Upon completion of their appointments, most postdocs appear to find employment in research positions in their field of training. However, although the preponderance of postdocs expect to end up in a tenure track position, only one-fourth of recent postdocs in the surveyed departments entered such a position. Given this disparity between expectations and outcomes, it is not surprising that postdocs rank better career advising and job placement high on their list of recommended improvements; currently, institutions give little or no attention to these activities.
Recommendations
Research universities should act properly to develop policies and practices for systematically incorporating postdoctoral education into the university community. To accomplish this systematization of postdoctoral education, the committee makes the following recommendations.- The postdoctoral appointment should remain a temporary appointment with a primary purpose of providing additional research or scholarly training for an academic or research career.
- A central administrative officer should be assigned formal responsibility for monitoring postdoctoral policies to assure consistent and uniform application of those policies across the institution.
- Universities should establish and enforce core policies applicable to all postdoctoral appointments. These policies should cover employment category; realistic institutional minimum stipends and benefits; fractional appointments; workers compensation; publication rights; faculty responsibilities for mentoring and performance evaluation; career advising and job placement; misconduct; grievance procedures; and education research protocol issues such as ethics, conflicts of interest, and outside consulting. In particular, all postdoctoral appointees should have access to a comprehensive health care plan for themselves and their families.
- Institutions should establish explicit guidelines for recruitment and appointment of postdoc and for the duration of their appointments; such guidelines should take into account time spent in prior postdoctoral appointments at other institutions. Initial postdoctoral appointments should be no longer than two to three years in duration, and should be renewed only on the basis of career advancement and achievement by the postdoc. As a general rule, the total time spent in postdoctoral appointments by a given individual should not exceed six years. Exceptions to such institutional guidelines should be granted only after careful review by the department and an appropriate central administrative officer.
- Departments should assure that all postdoctoral appointees receive a letter of appointment jointly signed by the faculty mentor and the department chair or other responsible university official; a statement of goals, policies, and responsibilities applicable to postdoctoral education should accompany the letter.
- Each university should periodically evaluate the balance of interests among postdoctoral appointees, their faculty mentors, their home departments, and the institution as a whole, in order to assure that the legitimate educational needs and career interests of postdocs are being fully met. Departments should provide incentives for effectives for effective faculty mentoring. Faculty mentors should monitor the work of postdocs and provide periodic evaluation and advice.
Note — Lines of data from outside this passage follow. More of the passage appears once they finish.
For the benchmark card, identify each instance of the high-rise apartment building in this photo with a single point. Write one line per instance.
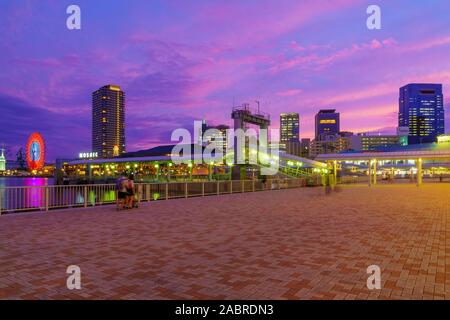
(421, 109)
(2, 160)
(108, 121)
(289, 128)
(327, 123)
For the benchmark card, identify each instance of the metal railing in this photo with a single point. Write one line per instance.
(20, 199)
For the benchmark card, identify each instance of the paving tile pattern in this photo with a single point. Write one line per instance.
(287, 244)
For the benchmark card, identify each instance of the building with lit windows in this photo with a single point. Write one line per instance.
(108, 122)
(327, 123)
(216, 135)
(369, 142)
(2, 160)
(421, 109)
(329, 144)
(289, 129)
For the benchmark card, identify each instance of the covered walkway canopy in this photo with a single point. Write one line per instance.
(419, 156)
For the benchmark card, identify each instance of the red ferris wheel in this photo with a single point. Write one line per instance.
(35, 151)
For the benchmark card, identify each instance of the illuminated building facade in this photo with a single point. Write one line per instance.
(218, 136)
(2, 160)
(421, 109)
(108, 122)
(289, 130)
(327, 123)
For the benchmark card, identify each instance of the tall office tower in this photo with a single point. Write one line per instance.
(108, 121)
(327, 123)
(421, 109)
(289, 129)
(218, 135)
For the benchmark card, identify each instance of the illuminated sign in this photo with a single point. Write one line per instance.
(445, 138)
(330, 121)
(88, 155)
(35, 152)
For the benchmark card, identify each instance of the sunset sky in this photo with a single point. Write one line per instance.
(180, 61)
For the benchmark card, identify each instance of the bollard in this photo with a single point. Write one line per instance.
(167, 191)
(46, 198)
(85, 196)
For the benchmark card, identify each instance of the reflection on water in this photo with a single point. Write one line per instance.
(33, 194)
(25, 182)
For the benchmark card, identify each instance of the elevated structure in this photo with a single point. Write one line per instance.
(242, 116)
(439, 156)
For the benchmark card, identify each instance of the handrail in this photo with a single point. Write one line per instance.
(29, 198)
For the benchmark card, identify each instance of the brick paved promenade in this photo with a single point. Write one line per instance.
(287, 244)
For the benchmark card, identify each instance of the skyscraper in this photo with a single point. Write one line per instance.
(108, 121)
(327, 123)
(421, 109)
(289, 128)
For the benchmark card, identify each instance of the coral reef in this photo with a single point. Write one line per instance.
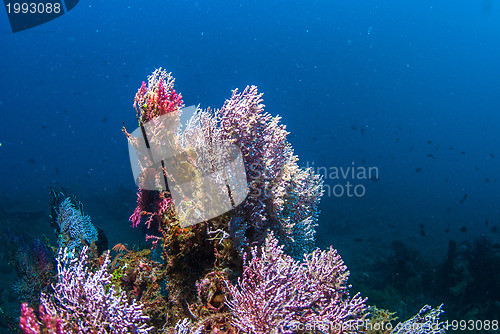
(84, 301)
(253, 269)
(34, 265)
(74, 228)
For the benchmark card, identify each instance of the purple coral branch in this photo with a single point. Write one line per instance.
(277, 293)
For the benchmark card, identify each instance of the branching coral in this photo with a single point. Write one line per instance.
(84, 301)
(277, 294)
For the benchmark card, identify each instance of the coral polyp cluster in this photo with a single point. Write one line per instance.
(252, 268)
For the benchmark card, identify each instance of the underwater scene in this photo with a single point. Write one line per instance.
(182, 167)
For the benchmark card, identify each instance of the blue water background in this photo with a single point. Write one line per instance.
(411, 88)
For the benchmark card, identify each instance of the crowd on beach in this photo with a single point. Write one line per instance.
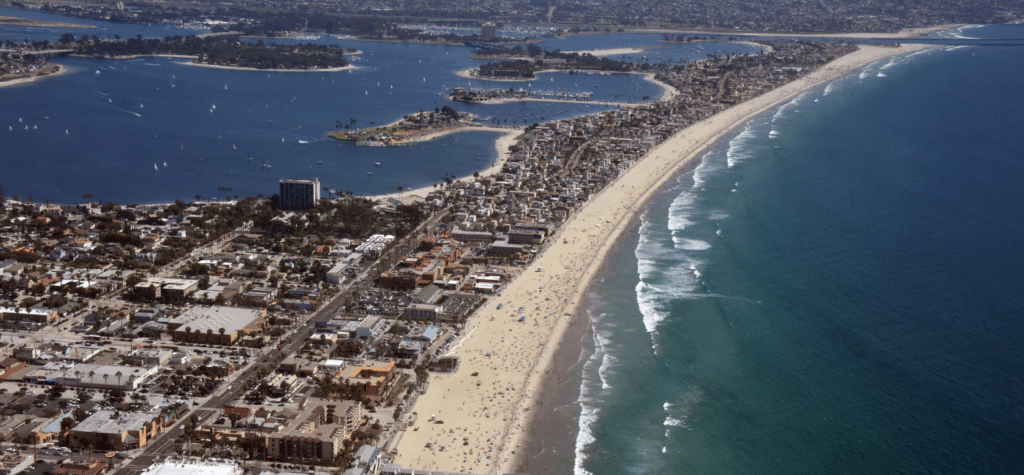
(589, 174)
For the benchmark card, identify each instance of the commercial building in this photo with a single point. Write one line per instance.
(14, 463)
(488, 31)
(194, 468)
(103, 377)
(35, 315)
(81, 467)
(219, 326)
(151, 356)
(372, 379)
(109, 430)
(297, 195)
(160, 288)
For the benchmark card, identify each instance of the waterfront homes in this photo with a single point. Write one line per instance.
(316, 431)
(370, 378)
(110, 430)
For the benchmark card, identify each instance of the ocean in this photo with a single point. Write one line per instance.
(836, 288)
(153, 130)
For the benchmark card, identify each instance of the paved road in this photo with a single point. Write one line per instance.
(163, 444)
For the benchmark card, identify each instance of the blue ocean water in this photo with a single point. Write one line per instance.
(153, 130)
(836, 289)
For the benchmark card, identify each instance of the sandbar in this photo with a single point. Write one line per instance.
(486, 418)
(220, 67)
(13, 82)
(501, 144)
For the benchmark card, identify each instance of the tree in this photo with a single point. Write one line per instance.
(67, 424)
(55, 391)
(117, 396)
(421, 374)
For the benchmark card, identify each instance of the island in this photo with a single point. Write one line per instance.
(410, 130)
(223, 51)
(23, 68)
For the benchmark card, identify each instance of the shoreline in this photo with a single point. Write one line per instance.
(14, 82)
(220, 67)
(513, 357)
(501, 144)
(19, 22)
(668, 91)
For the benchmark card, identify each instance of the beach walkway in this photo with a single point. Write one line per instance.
(486, 417)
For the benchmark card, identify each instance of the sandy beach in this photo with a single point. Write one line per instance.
(486, 418)
(502, 145)
(13, 82)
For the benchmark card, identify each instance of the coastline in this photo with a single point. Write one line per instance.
(19, 22)
(514, 358)
(235, 68)
(668, 94)
(13, 82)
(501, 144)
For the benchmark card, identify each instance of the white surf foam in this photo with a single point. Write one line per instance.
(681, 211)
(738, 146)
(782, 110)
(588, 405)
(690, 245)
(829, 88)
(670, 421)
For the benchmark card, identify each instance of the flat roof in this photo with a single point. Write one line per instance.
(194, 468)
(203, 318)
(102, 423)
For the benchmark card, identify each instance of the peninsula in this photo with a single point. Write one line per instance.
(218, 51)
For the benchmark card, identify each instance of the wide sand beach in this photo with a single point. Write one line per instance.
(486, 418)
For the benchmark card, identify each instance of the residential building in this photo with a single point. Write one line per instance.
(315, 432)
(298, 195)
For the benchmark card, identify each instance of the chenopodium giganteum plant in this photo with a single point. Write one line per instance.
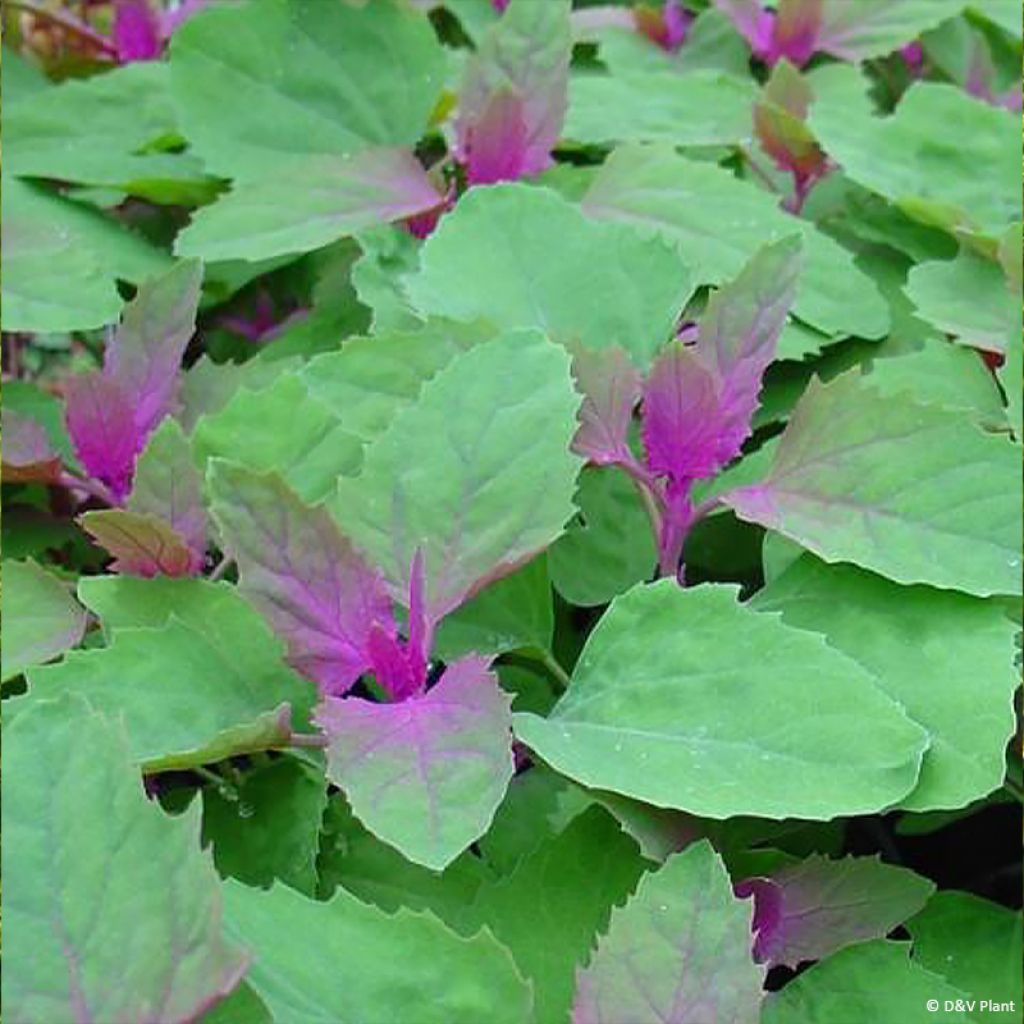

- Departments and faculty mentors, as well as the institution itself, should provide career advising and job placement assistance appropriate to postdocs.
- Institutions should provide a certificate or letter of completion of a postdoctoral appointment. Such a document, in conjunction with other recommendations for standardizing postdoctoral appointments, would certify the training provided by the institution in a postdoctoral appointment and could assist postdocs in their subsequent career steps.
- Disciplines should define the role of postdoctoral appointments in professional development and, in so doing, give careful attention to the extent to which postdoctoral appointments should be viewed as elective or obligatory.